Plan de sauvegarde et mixité fonctionnelle
Rare vestige de l’architecture industrielle angevine, l’ancienne usine Cointreau, érigée en bord de Maine en 1857, a récemment fait l’objet d’un plan de sauvegarde et de mise en valeur, en concertation avec la Ville d’Angers et l’Architecte des Bâtiments de France.
Reconvertie en bureaux pour accueillir le siège du Crédit Mutuel Anjou, en 1972, le bâtiment avait préservé sa structure historique et ses éléments emblématiques comme sa façade, mais dissimulé quelques trésors cachés, comme la rotonde d’accueil ou la salle des alambics. « L’enjeu était de préserver le patrimoine historique et de le transformer en un espace mixte contemporain, ouvert sur la ville, tout en combinant l’équilibre économique du projet, explique Bruno Huet, architecte fondateur de l’agence säbh, qui a mené l’ensemble de la restructuration. D’où l’idée de réutiliser l’existant pour les bureaux et de créer une surélévation pour des logements. »
Conserver et révéler
Avant d’entamer les travaux, un diagnostic précis des différents éléments constructifs a été réalisé. « Le bâtiment a connu six campagnes de construction jusqu’à la fin des années 1950, avec de la brique, du béton armé, des charpentes métalliques et des planchers intermédiaires ajoutés au fil des besoins, poursuit Bruno Huet. Cette accumulation de strates a rendu le site particulièrement complexe à transformer. »
Les murs de façade aux nombreuses ouvertures et la structure poteaux-poutres en béton ont été conservés. « Véritable atout dans ce projet, cette préservation du béton, qui a servi de base pour la surélévation, nous a permis de limiter les démolitions et l’empreinte carbone des travaux », mentionne Bruno Huet. Chaque élément de la structure a été vérifié suivant les descentes de charge et seuls quelques renforts, principalement métalliques, ont été ajoutés. L’intérieur a été creusé pour créer une agora centrale, éclairée par une lumière zénithale, desservant les bureaux en périphérie.

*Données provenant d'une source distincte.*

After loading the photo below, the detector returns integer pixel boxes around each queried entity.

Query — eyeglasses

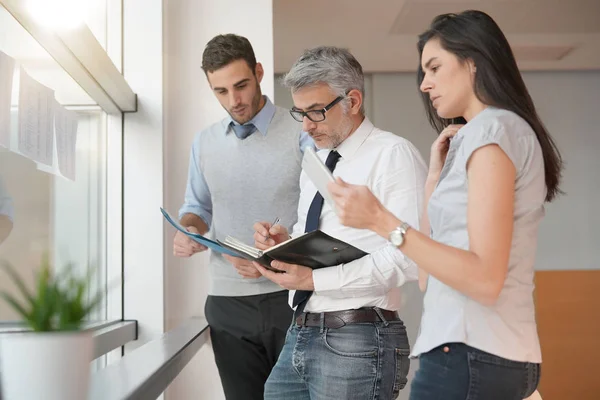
[290,96,344,122]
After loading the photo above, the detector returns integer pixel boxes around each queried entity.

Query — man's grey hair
[282,46,365,114]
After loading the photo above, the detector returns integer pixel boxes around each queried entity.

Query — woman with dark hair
[329,11,562,400]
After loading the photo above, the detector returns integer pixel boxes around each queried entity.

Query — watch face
[390,229,404,247]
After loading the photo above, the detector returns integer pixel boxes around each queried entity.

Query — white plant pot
[0,332,94,400]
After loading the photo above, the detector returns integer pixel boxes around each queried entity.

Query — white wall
[164,0,273,400]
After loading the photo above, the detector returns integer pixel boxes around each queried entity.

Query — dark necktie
[231,122,256,140]
[292,150,341,318]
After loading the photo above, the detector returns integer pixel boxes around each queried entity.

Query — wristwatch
[389,222,411,247]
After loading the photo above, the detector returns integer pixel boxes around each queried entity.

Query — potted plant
[0,256,102,400]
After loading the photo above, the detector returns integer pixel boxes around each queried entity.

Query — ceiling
[273,0,600,73]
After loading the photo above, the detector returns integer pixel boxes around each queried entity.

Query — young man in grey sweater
[173,34,313,400]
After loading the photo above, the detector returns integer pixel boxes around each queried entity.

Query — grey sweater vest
[199,107,302,296]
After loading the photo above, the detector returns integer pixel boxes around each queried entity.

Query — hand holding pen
[253,217,290,250]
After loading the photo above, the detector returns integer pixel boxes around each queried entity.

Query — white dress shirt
[289,118,427,312]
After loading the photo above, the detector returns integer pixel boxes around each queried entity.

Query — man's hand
[223,254,261,279]
[173,226,207,257]
[253,261,315,290]
[253,222,290,250]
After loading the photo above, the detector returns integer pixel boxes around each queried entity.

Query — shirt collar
[223,96,275,136]
[333,117,374,160]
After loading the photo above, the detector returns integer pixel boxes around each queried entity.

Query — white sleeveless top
[412,107,547,363]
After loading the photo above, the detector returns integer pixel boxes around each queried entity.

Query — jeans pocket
[322,324,379,358]
[467,350,527,400]
[392,349,410,399]
[523,363,542,399]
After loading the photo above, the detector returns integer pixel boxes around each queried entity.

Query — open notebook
[217,230,367,269]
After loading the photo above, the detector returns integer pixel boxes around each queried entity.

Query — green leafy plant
[0,256,103,332]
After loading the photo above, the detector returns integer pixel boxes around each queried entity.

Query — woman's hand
[327,177,384,230]
[429,125,464,181]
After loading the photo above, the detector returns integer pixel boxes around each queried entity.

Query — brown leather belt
[296,308,400,328]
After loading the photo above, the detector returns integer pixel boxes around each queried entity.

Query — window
[0,0,122,321]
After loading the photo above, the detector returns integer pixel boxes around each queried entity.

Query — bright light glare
[27,0,87,30]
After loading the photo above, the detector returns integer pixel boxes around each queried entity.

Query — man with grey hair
[254,47,427,400]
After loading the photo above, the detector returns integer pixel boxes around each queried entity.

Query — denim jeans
[265,321,410,400]
[410,343,540,400]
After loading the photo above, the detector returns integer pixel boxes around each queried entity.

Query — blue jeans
[410,343,540,400]
[265,321,410,400]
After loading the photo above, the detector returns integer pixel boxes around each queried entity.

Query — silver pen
[265,217,280,242]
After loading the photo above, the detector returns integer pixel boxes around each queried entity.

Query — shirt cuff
[313,265,342,295]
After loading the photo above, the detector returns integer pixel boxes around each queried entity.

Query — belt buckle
[296,312,308,327]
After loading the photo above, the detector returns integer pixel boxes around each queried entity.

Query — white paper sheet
[0,51,15,149]
[54,102,79,181]
[302,147,337,213]
[19,68,55,165]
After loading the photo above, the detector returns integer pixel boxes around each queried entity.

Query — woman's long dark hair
[417,10,563,201]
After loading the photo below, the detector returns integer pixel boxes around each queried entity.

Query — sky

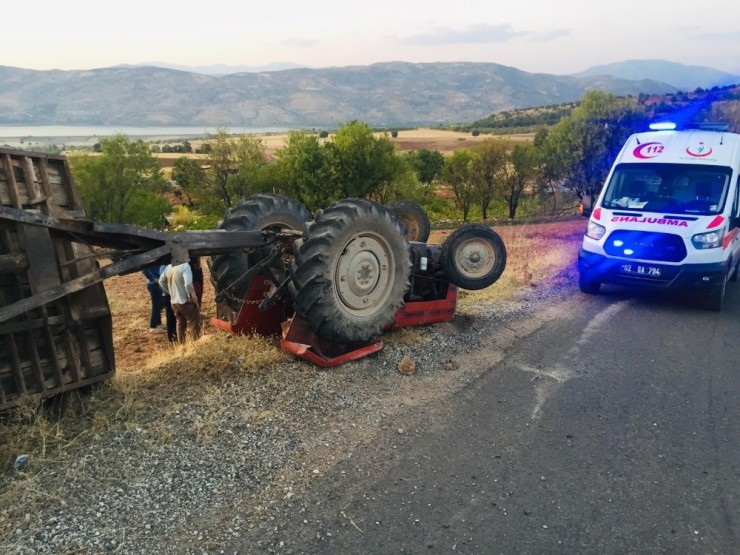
[0,0,740,74]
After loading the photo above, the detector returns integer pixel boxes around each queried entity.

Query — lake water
[0,125,289,141]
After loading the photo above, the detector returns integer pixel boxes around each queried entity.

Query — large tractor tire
[386,200,432,243]
[291,199,411,343]
[208,193,311,321]
[441,224,506,291]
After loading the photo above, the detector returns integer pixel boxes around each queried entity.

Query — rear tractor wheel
[208,194,311,322]
[441,224,506,290]
[290,199,411,343]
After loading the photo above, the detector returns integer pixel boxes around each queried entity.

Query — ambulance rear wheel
[386,200,432,243]
[208,193,311,322]
[440,224,506,291]
[704,276,727,312]
[290,195,411,343]
[730,260,740,281]
[578,272,601,295]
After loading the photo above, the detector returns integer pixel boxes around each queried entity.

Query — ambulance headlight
[691,228,725,250]
[586,220,606,241]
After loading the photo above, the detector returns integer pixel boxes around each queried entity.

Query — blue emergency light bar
[649,121,730,131]
[650,121,676,131]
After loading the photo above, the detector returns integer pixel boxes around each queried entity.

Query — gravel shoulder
[0,219,580,554]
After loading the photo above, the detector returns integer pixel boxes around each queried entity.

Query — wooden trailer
[0,149,115,410]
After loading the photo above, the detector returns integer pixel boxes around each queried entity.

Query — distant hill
[577,60,740,92]
[0,62,676,128]
[115,62,306,75]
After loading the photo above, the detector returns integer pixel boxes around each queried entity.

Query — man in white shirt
[159,260,201,343]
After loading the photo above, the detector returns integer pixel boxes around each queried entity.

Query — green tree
[191,129,266,214]
[546,91,645,202]
[404,148,445,185]
[498,143,539,220]
[271,131,339,211]
[441,150,476,222]
[325,121,399,198]
[470,139,511,220]
[172,160,205,195]
[69,135,170,227]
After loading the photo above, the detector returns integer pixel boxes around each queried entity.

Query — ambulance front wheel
[578,272,601,295]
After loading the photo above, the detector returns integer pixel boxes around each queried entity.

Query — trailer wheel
[291,199,411,343]
[208,193,311,321]
[730,260,740,281]
[704,275,727,312]
[441,224,506,290]
[386,200,432,243]
[578,272,601,295]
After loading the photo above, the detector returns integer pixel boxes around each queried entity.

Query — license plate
[619,264,663,278]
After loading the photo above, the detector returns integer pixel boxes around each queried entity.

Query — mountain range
[0,60,740,128]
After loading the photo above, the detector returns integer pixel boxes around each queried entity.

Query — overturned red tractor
[0,149,506,409]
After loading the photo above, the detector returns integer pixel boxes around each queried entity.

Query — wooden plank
[62,326,82,382]
[0,245,170,322]
[0,252,28,273]
[20,156,46,206]
[7,334,28,395]
[38,158,64,218]
[60,163,85,213]
[0,315,66,335]
[19,225,61,294]
[3,154,23,208]
[44,314,64,385]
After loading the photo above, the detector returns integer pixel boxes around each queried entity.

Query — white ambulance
[578,123,740,310]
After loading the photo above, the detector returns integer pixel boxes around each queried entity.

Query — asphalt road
[238,284,740,554]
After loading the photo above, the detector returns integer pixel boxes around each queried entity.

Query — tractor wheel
[208,194,311,321]
[386,200,432,243]
[441,224,506,290]
[291,199,411,343]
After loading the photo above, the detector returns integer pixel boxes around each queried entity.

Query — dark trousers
[146,283,169,328]
[172,301,200,343]
[162,295,177,343]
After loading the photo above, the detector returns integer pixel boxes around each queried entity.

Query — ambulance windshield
[601,164,732,215]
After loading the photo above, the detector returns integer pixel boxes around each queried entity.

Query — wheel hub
[455,239,495,278]
[335,236,393,314]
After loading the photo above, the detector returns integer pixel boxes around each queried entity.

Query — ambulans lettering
[612,216,689,227]
[686,141,713,158]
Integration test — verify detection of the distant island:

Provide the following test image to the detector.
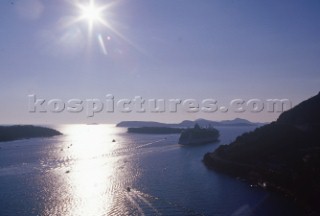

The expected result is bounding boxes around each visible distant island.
[179,124,219,145]
[116,118,264,128]
[203,93,320,215]
[0,125,62,142]
[127,127,184,134]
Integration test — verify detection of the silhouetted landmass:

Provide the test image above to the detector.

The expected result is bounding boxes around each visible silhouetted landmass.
[203,93,320,215]
[128,127,183,134]
[179,124,219,145]
[117,118,264,128]
[0,125,61,142]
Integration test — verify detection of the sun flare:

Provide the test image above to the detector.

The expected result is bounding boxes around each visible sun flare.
[78,0,106,31]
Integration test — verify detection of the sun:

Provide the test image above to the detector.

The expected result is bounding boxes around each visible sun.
[77,0,106,32]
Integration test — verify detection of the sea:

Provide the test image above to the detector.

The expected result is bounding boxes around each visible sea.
[0,124,302,216]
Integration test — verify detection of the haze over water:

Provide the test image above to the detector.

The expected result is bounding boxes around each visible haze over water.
[0,125,299,216]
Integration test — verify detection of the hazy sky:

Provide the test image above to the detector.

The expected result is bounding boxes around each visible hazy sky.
[0,0,320,124]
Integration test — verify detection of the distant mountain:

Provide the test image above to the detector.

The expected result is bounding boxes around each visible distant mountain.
[203,93,320,215]
[117,118,263,128]
[0,125,61,142]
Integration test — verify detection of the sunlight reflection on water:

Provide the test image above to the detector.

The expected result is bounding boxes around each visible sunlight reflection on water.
[54,125,131,215]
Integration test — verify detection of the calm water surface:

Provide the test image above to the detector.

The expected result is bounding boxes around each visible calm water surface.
[0,125,300,216]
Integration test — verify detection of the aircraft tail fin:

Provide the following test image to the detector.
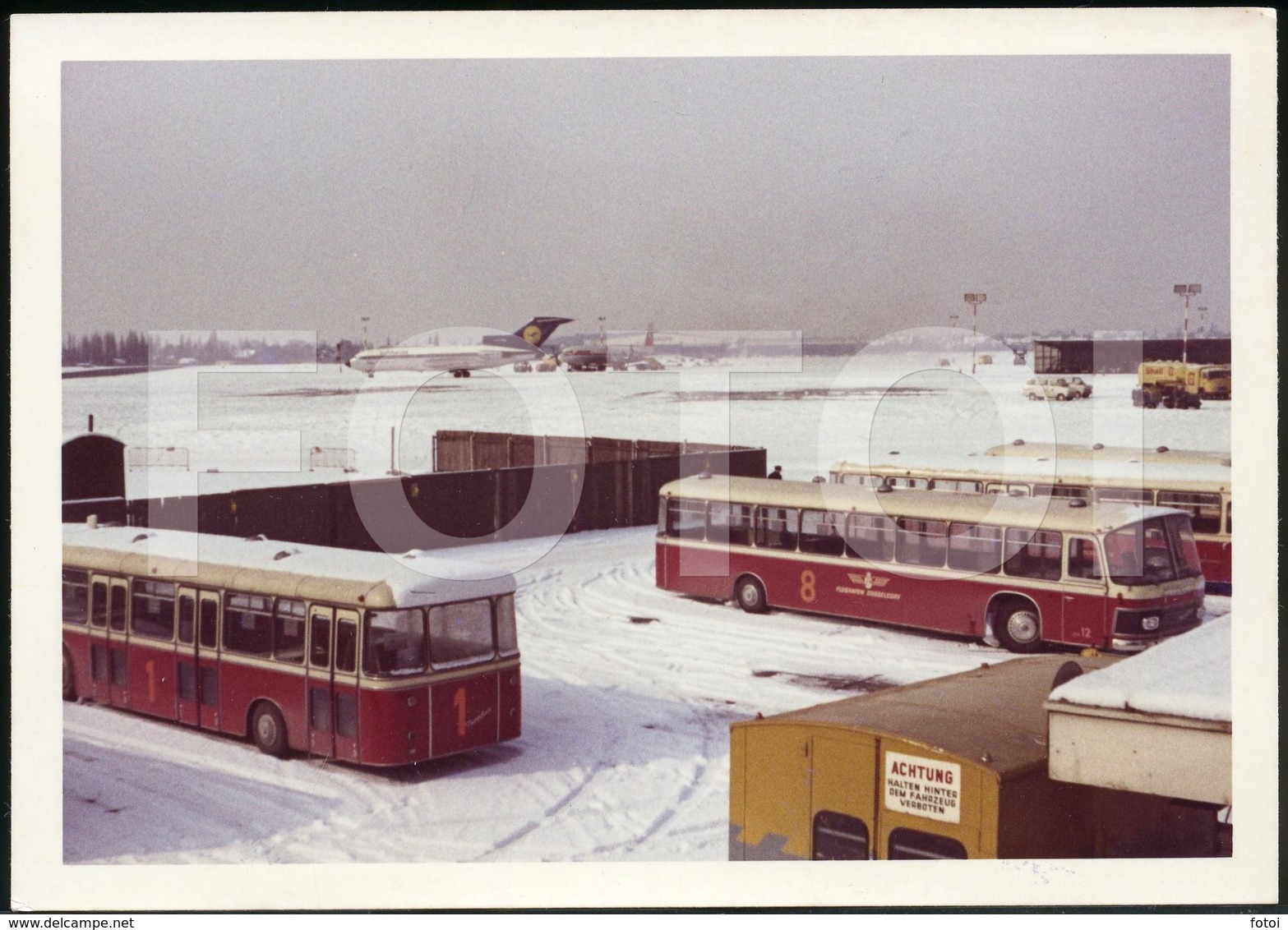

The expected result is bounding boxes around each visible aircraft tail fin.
[483,317,572,348]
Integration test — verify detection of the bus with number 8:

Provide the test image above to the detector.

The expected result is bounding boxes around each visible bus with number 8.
[656,476,1203,651]
[63,524,522,767]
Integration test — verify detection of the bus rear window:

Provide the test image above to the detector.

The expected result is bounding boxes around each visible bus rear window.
[429,601,495,669]
[362,610,425,675]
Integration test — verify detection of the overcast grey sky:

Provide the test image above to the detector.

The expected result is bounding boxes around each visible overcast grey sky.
[62,55,1230,341]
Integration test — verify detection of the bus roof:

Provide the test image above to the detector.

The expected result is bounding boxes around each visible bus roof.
[984,440,1230,467]
[63,523,515,608]
[832,456,1233,493]
[658,476,1180,533]
[733,656,1118,776]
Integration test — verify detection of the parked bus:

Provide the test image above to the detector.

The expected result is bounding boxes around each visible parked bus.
[831,447,1234,594]
[63,524,520,767]
[656,476,1203,651]
[729,656,1231,860]
[984,440,1230,467]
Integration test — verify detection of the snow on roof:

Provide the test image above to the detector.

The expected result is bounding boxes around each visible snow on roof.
[831,451,1233,488]
[1050,615,1231,723]
[63,523,514,605]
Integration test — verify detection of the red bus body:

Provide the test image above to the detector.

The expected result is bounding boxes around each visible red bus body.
[656,477,1203,651]
[63,526,522,767]
[832,443,1234,594]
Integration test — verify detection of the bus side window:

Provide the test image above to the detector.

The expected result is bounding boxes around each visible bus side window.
[309,613,331,669]
[813,810,868,859]
[756,508,800,550]
[1069,536,1101,581]
[895,517,948,568]
[108,585,125,633]
[179,594,197,644]
[666,497,707,540]
[707,501,754,546]
[1158,490,1221,533]
[1004,528,1063,581]
[801,510,845,555]
[845,514,893,562]
[335,619,358,672]
[197,597,219,649]
[63,568,89,626]
[948,523,1002,573]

Pour la surélévation en bois de trois étages, un plancher métallique de répartition a été installé en toiture et six piles de béton, abritant des escaliers, assurent le contreventement. Pour les logements, 40 places de stationnement ont été aménagées au rez-de-chaussée et au premier étage. Quant à la salle voûtée des alambics, elle aussi en béton mais dissimulée sous des planchers intermédiaires, elle a été entièrement révélée et restaurée pour devenir un amphithéâtre de 200 places.
« Véritable atout dans ce projet, cette préservation du béton, qui a servi de base pour la surélévation, nous a permis de limiter les démolitions et l’empreinte carbone des travaux. »
Bruno Huet, architecte fondateur de l’agence säbh
Reconversion urbaine exemplaire
Livré en 2025, l’immeuble aujourd’hui appelé « Molière » abrite le siège social du Crédit Mutuel Anjou (6 800 m²), 35 appartements de standing (3 638 m²), des terrasses privées et un rooftop (1 723 m²), un café en rez-de chaussée et un auditorium (257 m²).
Les façades et les parements en brique préservent l’héritage patrimonial, tandis que le bardage teinté de la surélévation, les menuiseries en aluminium brun et les structures métalliques fines des balcons signent une écriture contemporaine, discrète et harmonieuse. « Ce projet, audacieux et précurseur à telle échelle, combine valorisation patrimoniale, extension contemporaine, mixité d’usages, durabilité et équilibre économique, avec des matériaux utilisés à bon escient au bon endroit : le béton pour sa pérennité et sa solidité, le métal pour sa rigidité et le bois pour sa légèreté », conclut Bruno Huet. Un bel exemple de reconversion urbaine qui préserve le foncier en proposant un dialogue subtil entre histoire et modernité.